L'indexation des salaires porte sur les revenus bruts (avant impôt). Ainsi, toute augmentation de 1 euro en brut correspond en fait à plus ou moins 0,60 euro en net. Actuellement, les barèmes fiscaux sont indexés en janvier et le précompte professionnel prélevé à la source est adapté en même temps. "Pour que le travailleur ait vraiment cet euro en poche, il faudrait indexer en même temps les barèmes fiscaux. Ainsi, l'augmentation du salaire ne repartirait pas en partie dans l'impôt, plaide Philippe Defeyt. Harmoniser les dispositifs d'indexation est nécessaire pour les rendre cohérents, plus lisibles, et pour mieux protéger le niveau de vie en cas de forte inflation."

Toute augmentation de 1 euro en brut correspond en fait à plus ou moins 0,60 euro en net.

L'ancien président du CPAS de Namur propose une formule simple et cohérente : indexer les salaires, les allocations sociales et les barèmes fiscaux chaque semestre, sur base de la même référence. "Une telle proposition permet de limiter l'érosion du niveau de vie en cours d'année, insiste-t-il.

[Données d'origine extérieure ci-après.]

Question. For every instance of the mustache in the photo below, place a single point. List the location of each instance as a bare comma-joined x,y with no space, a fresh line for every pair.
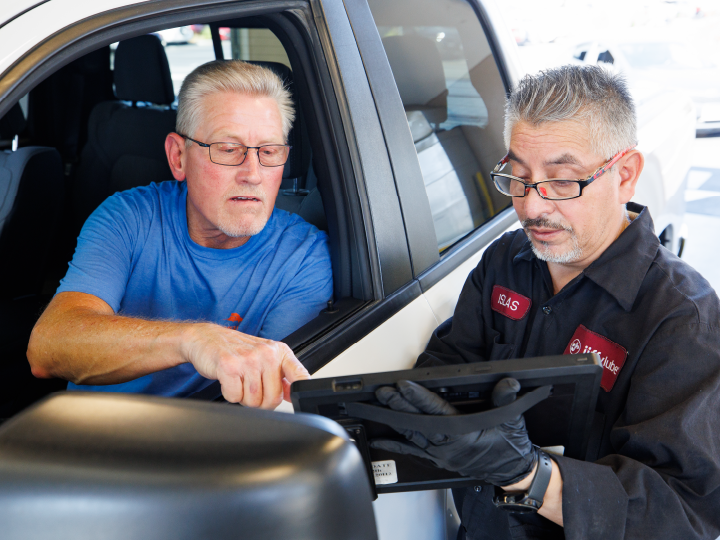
545,224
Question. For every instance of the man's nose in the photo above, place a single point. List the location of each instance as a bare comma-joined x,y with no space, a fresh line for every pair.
535,206
250,171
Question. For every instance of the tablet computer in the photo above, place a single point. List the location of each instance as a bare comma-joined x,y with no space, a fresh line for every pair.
558,397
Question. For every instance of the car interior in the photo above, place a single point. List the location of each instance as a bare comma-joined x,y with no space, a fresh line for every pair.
98,125
95,127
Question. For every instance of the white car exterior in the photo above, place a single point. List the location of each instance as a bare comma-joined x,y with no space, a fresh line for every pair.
666,125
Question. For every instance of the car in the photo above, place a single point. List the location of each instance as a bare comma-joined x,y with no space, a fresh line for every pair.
400,122
182,34
666,64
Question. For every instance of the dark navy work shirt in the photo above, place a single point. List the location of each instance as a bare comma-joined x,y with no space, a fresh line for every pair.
653,467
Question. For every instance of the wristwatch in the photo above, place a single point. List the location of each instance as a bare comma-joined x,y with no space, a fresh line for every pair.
532,499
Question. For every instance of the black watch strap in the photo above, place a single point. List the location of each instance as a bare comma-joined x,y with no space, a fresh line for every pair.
532,499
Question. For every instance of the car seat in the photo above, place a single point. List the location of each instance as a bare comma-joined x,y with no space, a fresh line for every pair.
298,191
458,194
31,199
126,137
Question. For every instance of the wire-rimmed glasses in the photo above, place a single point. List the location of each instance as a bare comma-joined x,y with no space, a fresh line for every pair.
234,154
554,189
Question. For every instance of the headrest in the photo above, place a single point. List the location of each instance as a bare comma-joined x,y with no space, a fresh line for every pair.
13,123
418,71
142,72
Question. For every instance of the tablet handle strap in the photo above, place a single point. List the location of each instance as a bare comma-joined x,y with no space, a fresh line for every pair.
450,425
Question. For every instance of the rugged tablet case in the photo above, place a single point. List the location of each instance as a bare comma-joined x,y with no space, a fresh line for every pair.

Dans la foulée, ce mécanisme pourrait servir à l'indexation de diverses dépenses publiques comme les subsides aux secteurs sociaux, les transferts du fédéral vers les entités fédérées, etc. Une harmonisation permettrait aussi d'éviter que des personnes se trouvent en-deçà ou au-delà de seuils qui ouvrent le droit à divers avantages (le statut BIM notamment - NDLR) simplement parce que les règles d'indexation ne sont pas les mêmes".